How To Overcome Bad Dreams

Here are two strategies you can use to get your sleep back on track.

By Mark Travers, Ph.D. | August 14, 2022

Many people struggle with bad dreams, nightmares, and disrupted sleep. It's a common thing to go through, even for psychologically healthy individuals. Fortunately, there are a variety of things you can do to fix the problem.

In this article, I'll talk about where bad dreams come from and what you can do to get your sleep back on track.

Why do we dream?

Dreams have been a topic of debate in psychology for as long as the field has existed. You'll probably know that some psychologists, like Sigmund Freud, viewed dreams as the consequence of repressed thoughts that only surface during our unconscious, sleeping life. This is why our dreams can be sexual, violent, or taboo in other ways — our dream life allows us to play out the storylines and experiences that are off-limits by everyday standards.

Other psychologists offer a different take on dreams, suggesting that they are simply the consequence of a random firing of neurons that occurs while we are sleeping. While we may try to imbue onto our dreams some story or context, they lack any real meaning. To me, this idea seems a bit far-fetched, and I'll get to why in a bit.
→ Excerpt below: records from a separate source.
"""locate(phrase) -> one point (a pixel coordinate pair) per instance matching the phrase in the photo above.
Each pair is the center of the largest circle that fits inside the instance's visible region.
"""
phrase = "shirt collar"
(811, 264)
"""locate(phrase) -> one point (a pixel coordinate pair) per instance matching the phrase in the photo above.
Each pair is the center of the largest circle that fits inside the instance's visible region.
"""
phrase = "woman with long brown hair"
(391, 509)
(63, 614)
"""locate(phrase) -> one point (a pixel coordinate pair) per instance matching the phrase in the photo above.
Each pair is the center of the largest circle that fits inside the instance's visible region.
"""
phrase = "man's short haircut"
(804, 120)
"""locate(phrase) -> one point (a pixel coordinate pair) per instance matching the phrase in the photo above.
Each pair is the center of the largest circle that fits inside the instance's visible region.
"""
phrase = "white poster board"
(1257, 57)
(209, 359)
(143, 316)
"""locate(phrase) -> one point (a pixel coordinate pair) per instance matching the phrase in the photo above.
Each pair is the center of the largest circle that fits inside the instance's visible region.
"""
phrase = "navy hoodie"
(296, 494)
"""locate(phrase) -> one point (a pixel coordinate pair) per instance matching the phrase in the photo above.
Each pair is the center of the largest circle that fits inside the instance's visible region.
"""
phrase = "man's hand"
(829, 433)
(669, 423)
Evolutionary psychologists, on the other hand, view dreams as an adaptive phenomenon. They argue that our dreams help prepare us to meet the demands of the day ahead. Have you ever dreamed about a big presentation you had coming up? This, according to evolutionary psychologists, is preparing you for success in the same way our ancestors may have dreamed about where to forage for food, set up their camps, or build their fires.
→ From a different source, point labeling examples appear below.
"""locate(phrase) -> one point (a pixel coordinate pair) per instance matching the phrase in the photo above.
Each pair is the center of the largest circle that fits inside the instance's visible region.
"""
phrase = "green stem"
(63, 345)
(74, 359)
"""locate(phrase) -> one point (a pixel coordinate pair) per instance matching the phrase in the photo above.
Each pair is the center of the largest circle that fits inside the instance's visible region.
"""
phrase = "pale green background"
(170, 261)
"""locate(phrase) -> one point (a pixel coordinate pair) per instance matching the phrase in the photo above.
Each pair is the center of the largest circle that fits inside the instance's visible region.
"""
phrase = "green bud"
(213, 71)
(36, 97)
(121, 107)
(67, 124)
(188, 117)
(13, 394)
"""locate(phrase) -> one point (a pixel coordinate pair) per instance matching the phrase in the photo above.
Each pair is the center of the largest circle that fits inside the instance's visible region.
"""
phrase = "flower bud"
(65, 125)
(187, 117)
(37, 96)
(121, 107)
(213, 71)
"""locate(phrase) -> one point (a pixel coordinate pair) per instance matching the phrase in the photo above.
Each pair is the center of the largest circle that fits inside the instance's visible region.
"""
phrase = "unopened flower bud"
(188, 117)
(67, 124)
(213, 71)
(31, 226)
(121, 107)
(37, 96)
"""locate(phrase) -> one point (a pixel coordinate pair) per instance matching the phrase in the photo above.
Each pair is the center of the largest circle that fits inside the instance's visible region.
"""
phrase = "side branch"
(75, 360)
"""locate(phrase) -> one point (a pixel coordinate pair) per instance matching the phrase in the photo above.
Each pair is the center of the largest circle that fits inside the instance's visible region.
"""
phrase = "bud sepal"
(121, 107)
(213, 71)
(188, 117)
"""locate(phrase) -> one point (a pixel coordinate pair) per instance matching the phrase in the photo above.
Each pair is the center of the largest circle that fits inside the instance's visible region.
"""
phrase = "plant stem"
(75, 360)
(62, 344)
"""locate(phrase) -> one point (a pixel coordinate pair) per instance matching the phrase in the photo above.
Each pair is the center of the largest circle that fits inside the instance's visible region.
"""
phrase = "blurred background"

I tend to view the Freudian and evolutionary perspectives on dreams as the most likely and practical explanation for them. I dislike the idea that dreams are simply a random occurrence because I believe they are, at least to a certain extent, a window into our current psychological state. When we are anxious or depressed, we are more likely to have bad dreams. When we are happy, we have good or at least neutral, unmemorable dreams.
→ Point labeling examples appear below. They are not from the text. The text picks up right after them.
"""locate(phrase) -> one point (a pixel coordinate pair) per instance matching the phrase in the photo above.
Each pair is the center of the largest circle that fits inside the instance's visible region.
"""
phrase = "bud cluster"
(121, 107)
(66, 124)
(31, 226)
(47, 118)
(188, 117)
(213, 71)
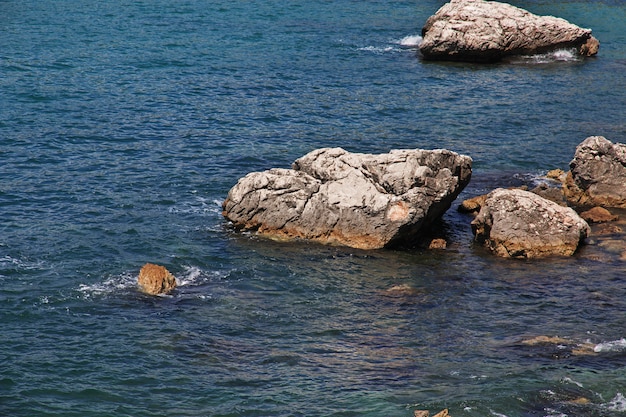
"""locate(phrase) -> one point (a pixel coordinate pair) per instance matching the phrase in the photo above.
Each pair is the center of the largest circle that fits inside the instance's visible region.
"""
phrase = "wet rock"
(156, 279)
(597, 175)
(520, 224)
(556, 175)
(363, 201)
(472, 205)
(550, 193)
(478, 30)
(598, 215)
Sure, we all have the occasional bad dream or nightmare. But, when our lives are in balance, these types of dreams are less likely to occur and we are better equipped to shrug them off.

How to combat bad dreams

So, what should you do if you have been having frequent bad dreams or nightmares? Well, this is probably a good indication that something in your life is out of balance. It might be a good idea to seek out mental health support to address the issue. Talking to someone about your anxiety can go a long way toward improving it. In fact, you may find that this alone can quell your bad dreams.

Another way to overcome recurring nightmares or bad dreams is to utilize comfort objects, such as a calming voice to listen to, a teddy bear to hug, or a soothing scent to smell. Comfort objects can be used to help us fall asleep and they can also be used when you wake up from a nightmare. This can help you integrate your emotions from a disturbing dream to achieve a greater sense of emotional security and safety.

Another thing to do might be to journal the dream and/or illustrate the dream in detail, especially if you're having a recurring bad dream or nightmare. Then, think about how you can change the dream's ending. Next, each evening before bedtime, narrate the new dream aloud for about 10 minutes. This process of recording, changing, and rehearsing is the premise of evidence-based nightmare recovery therapies.


The most important thing when dealing with bad dreams is to create a sleep environment that makes you feel as safe and secure as possible. Bad dreams flow from our anxieties. When we do things to reduce our anxiety, our sleep quality will improve.